Question about the goldfish blat search

15 views
Skip to first unread message

Zhang, Suiyuan (NIH/NHGRI) [C]

unread,
May 16, 2022, 3:57:30 PM5/16/22
to gen...@soe.ucsc.edu

Hello:

Currently we have the goldfish genome blat server host at our data server (https://goldfish.nhgri.nih.gov).  The gfserver at this location is running well with command line.  The track hub has following link https://genome.ucsc.edu/cgi-bin/hgTracks?hubUrl=https://goldfish.nhgri.nih.gov/carAur01/hub.txt&genome=hub_259251_carAur01&position=lastDbPos

 

We recent found out that the gold fish blat search on UCSC did not work anymore. We had upgrade the server but the domain name remains same(IP address changed).

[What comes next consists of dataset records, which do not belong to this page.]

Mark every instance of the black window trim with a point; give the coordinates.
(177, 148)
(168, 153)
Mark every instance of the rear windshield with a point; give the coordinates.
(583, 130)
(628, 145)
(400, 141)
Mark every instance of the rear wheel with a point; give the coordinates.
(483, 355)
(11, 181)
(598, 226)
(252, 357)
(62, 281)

Graphical user interface, text, application, email

Description automatically generated

 

The following errors showed:

 

Graphical user interface, text, application, email

Description automatically generated

 

 

Do you have any suggestions to fix this?

 

Thank you very much!

 

 Best Regards,

 

Suiyuan

 

 

Suiyuan Zhang [C]

Bioinformatics Scientist

Columbus Technologies & Services, Inc.

NHGRI/NIH

Pronouns: He, His, Him

Email: zha...@mail.nih.gov

Office: 301-496-7925 |  Fax: 301-480-1109

50 South Drive,  Bethesda, MD  20892

 

The information transmitted is intended only for the person or entity to which it is addressed and may contain confidential and/or privileged material. Any review, retransmission, dissemination, or other use of, or taking of any action in reliance upon, this information by persons or entities other than the intended recipient is prohibited. If you received this in error, please contact the sender and delete the material from any computer.

 

 

Brian Lee

unread,
May 16, 2022, 5:39:50 PM5/16/22
to Zhang, Suiyuan (NIH/NHGRI) [C], gen...@soe.ucsc.edu

Dear Suiyuan,

Thank you for using the UCSC Genome Browser to build your assembly hub, including blat servers, and your question about the error message.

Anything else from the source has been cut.